1 Introduction

Cancer is a deadly disease, which destroy the lifecycle of normal cell and allows it to divide randomly to invade other part of the body (http://www.cancer.gov/about-cancer/what-is-cancer, 9 Feb 2015). According to World Cancer Report in 2014, there are 14 million new cases with 8.2 million cancer caused deaths in 2012 (World cancer report 2014), therefore, early detection can drastically decrease the percentage of death due to cancer.

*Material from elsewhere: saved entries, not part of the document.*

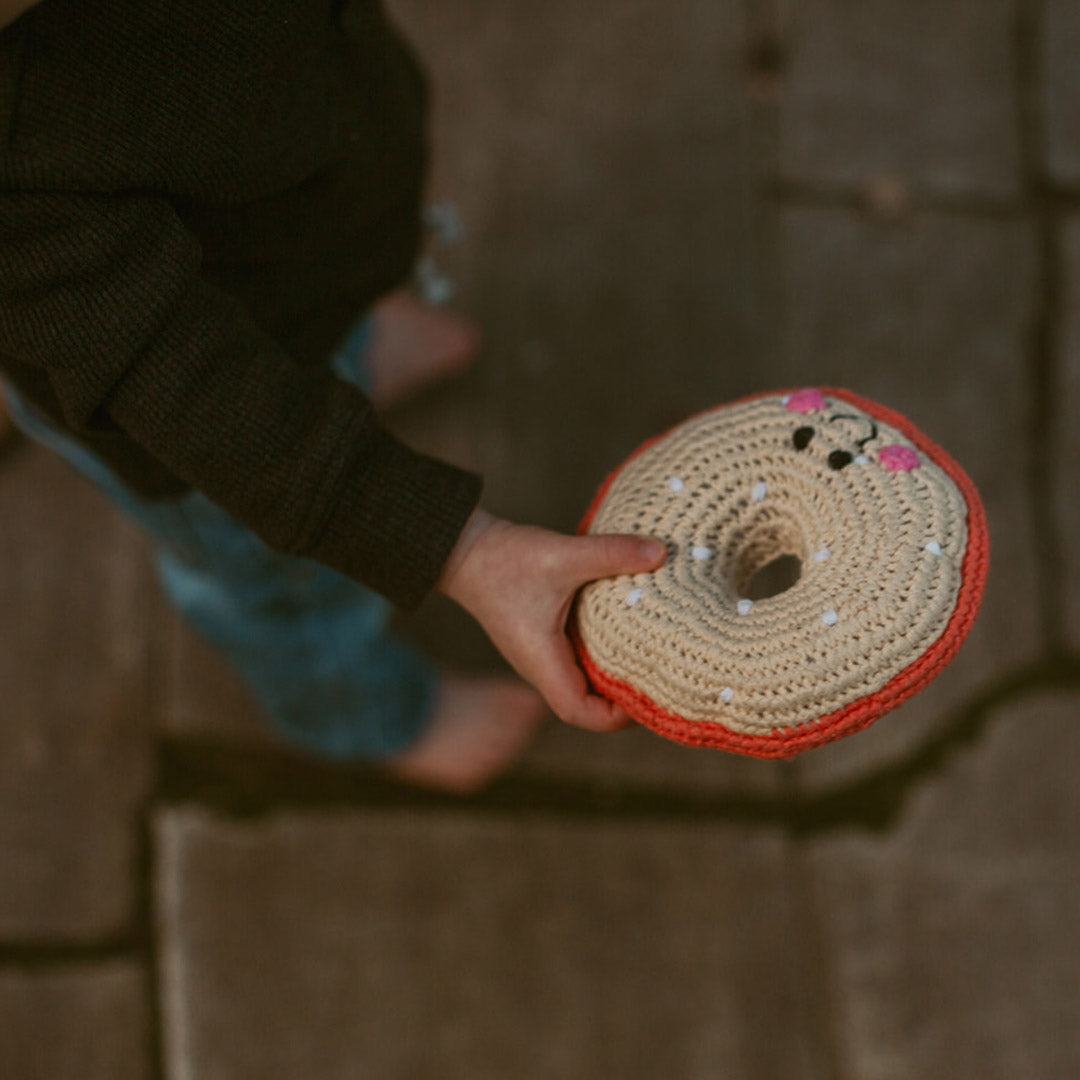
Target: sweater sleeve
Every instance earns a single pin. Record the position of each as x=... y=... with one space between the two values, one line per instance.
x=105 y=293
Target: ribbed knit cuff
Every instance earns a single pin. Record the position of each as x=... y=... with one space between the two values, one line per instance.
x=395 y=536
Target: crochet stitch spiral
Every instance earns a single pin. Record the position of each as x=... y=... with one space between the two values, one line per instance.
x=892 y=551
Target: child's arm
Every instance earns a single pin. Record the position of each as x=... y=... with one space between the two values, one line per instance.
x=518 y=582
x=10 y=10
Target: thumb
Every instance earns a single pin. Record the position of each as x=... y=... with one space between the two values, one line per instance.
x=605 y=556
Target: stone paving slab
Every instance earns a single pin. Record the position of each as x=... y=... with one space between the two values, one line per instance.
x=76 y=1023
x=1061 y=89
x=603 y=163
x=1066 y=462
x=75 y=738
x=920 y=91
x=953 y=941
x=930 y=315
x=403 y=945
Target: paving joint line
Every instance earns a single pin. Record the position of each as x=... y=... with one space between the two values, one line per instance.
x=244 y=783
x=1045 y=331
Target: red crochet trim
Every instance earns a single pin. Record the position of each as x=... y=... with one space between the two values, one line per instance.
x=858 y=714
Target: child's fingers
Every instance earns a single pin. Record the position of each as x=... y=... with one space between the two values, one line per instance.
x=604 y=556
x=564 y=686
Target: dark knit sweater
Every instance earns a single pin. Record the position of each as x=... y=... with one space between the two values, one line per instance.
x=197 y=199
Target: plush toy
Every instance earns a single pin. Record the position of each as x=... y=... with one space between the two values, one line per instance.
x=880 y=534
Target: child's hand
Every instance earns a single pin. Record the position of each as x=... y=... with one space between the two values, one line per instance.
x=518 y=582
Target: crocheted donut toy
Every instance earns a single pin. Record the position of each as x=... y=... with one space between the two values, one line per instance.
x=891 y=545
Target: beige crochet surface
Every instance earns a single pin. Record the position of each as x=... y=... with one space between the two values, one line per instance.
x=879 y=552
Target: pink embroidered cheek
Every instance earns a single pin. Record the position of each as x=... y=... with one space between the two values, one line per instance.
x=898 y=458
x=805 y=401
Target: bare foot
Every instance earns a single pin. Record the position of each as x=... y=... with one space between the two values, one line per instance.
x=480 y=728
x=415 y=343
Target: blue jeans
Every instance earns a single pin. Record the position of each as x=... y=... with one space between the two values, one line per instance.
x=312 y=644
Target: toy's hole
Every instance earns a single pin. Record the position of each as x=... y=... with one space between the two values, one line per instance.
x=766 y=559
x=774 y=578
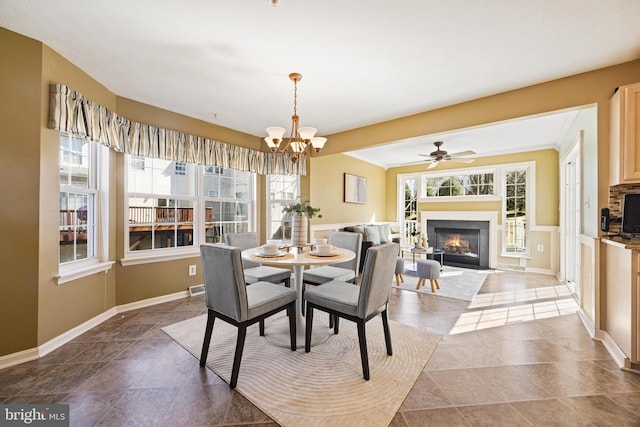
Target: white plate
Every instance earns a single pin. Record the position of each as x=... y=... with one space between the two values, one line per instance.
x=277 y=254
x=316 y=253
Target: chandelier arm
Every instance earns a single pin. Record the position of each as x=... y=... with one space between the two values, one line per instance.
x=296 y=146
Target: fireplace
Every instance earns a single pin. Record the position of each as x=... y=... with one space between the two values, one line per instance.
x=465 y=243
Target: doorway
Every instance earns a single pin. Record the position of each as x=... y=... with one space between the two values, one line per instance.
x=571 y=218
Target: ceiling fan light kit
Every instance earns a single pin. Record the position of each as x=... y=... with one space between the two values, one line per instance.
x=301 y=139
x=439 y=155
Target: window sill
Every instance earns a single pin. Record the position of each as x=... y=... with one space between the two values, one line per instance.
x=68 y=274
x=151 y=258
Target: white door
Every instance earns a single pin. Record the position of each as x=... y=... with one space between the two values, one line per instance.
x=572 y=219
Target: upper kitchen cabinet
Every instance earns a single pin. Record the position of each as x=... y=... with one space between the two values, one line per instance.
x=624 y=136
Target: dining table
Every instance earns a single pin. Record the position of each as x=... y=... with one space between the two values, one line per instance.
x=299 y=258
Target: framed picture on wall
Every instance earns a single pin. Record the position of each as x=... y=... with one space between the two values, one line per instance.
x=355 y=189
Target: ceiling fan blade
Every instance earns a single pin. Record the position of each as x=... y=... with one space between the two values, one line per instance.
x=463 y=153
x=460 y=160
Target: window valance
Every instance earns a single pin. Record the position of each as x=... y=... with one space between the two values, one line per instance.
x=72 y=112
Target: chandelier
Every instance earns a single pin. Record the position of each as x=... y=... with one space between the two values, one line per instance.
x=302 y=139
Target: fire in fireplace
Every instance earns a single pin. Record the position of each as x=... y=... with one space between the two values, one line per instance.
x=460 y=246
x=465 y=243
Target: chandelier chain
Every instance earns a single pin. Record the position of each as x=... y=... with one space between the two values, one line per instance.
x=295 y=97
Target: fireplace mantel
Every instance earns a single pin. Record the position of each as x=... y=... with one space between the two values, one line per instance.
x=491 y=217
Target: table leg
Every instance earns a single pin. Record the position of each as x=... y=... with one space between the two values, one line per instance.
x=278 y=332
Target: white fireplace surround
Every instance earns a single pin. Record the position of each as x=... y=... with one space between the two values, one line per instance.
x=492 y=217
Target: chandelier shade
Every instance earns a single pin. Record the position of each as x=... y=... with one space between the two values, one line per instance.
x=302 y=140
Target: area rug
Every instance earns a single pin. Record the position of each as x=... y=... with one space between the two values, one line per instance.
x=457 y=283
x=324 y=387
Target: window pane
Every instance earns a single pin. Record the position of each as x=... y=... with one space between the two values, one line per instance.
x=283 y=190
x=515 y=229
x=76 y=226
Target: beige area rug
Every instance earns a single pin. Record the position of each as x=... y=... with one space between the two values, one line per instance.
x=457 y=283
x=324 y=387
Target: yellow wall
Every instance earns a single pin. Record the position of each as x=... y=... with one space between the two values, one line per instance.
x=19 y=177
x=326 y=177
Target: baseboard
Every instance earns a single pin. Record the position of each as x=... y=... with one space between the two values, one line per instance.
x=196 y=290
x=510 y=267
x=57 y=342
x=588 y=324
x=616 y=353
x=540 y=271
x=19 y=357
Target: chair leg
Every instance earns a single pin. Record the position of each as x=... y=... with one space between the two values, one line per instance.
x=362 y=339
x=307 y=331
x=207 y=337
x=387 y=333
x=291 y=312
x=242 y=333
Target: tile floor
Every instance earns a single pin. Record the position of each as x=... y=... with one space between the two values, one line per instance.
x=517 y=356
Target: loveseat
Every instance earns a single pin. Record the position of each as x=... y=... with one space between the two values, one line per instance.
x=372 y=235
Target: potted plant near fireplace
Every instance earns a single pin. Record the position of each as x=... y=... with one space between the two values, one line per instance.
x=300 y=213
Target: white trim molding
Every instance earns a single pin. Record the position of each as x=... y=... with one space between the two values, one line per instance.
x=57 y=342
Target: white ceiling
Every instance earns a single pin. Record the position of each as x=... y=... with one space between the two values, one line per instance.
x=362 y=61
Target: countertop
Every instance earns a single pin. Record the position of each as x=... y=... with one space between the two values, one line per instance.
x=632 y=243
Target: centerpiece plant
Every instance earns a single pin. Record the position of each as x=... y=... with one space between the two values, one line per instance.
x=300 y=214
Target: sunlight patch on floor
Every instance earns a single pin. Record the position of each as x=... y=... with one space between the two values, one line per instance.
x=500 y=316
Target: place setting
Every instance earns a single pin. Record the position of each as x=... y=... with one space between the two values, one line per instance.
x=272 y=250
x=322 y=249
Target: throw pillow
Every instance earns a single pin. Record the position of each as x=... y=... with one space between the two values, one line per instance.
x=385 y=233
x=371 y=235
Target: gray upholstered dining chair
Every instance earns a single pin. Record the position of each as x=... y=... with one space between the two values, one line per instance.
x=255 y=269
x=357 y=303
x=230 y=299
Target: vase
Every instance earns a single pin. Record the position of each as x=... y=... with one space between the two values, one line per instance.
x=299 y=225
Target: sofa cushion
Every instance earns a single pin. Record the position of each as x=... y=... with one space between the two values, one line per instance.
x=371 y=234
x=385 y=233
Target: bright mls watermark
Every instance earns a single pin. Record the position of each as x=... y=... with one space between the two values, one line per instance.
x=34 y=415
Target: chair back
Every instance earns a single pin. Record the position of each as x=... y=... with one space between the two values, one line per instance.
x=377 y=278
x=243 y=241
x=225 y=289
x=350 y=241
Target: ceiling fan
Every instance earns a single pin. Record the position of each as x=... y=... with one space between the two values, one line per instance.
x=439 y=155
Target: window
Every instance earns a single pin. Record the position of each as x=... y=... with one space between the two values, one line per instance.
x=228 y=202
x=77 y=221
x=515 y=211
x=410 y=209
x=475 y=184
x=282 y=190
x=161 y=201
x=172 y=206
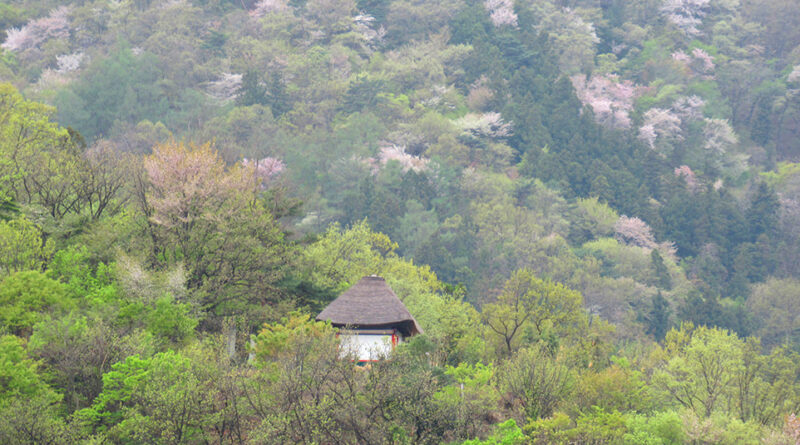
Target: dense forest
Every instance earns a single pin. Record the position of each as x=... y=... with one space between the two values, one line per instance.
x=592 y=207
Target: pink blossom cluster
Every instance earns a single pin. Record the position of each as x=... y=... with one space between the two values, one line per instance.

It has been observed in literature that in comparison to malignant cell a normal cell has higher value of dielectric permittivity therefore blood cancer can be detected on the basis of dielectric permittivity (Yang et al. 1999; Polevaya et al. 1999; Ermolina and Polevaya 2001; Ellappan and Sundararajan 2005). The standard process used in micro level for the detection of cancer depending upon dielectric property are (I) Electroporation, (II) Time Domain Dielectric Spectroscopy (TDDS) and (III) Electrorotation, while the most renowned method is electroporation. Electroporation process can detect the change in permittivity of cell membrane in frequency range of 20 kHz–10 MHz (called the β-dispersion) (Yang et al. 1999; Polevaya et al. 1999; Ermolina and Polevaya 2001). The characteristics of cell is described in three distinctive dispersion regions referred to as α, β and γ, where α region occurs in range of kHz frequency, β ranges from kHz to MHz and the range of frequency for γ region starts from MHz. In TDDS method, the dielectric permittivity of the cell is obtained by analyzing the response of sample according to the increasing pulse of applied voltage. The drawbacks of TDDS process is formation of electrical double layer and electrode polarization (Polevaya et al. 1999; Ermolina and Polevaya 2001) while the implementation of Electrorotation technique is expensive and complex. The present work deals with implicit fabrication of MEMS capacitive sensor and computation of electroporation process. In electroporation process, a transmembrane potential of about 0.5–1 V is induced in cell membrane with an external voltage of suitable magnitude and duration making it permeable for the exchange of electrons and ions, moreover changes the permittivity of the sample.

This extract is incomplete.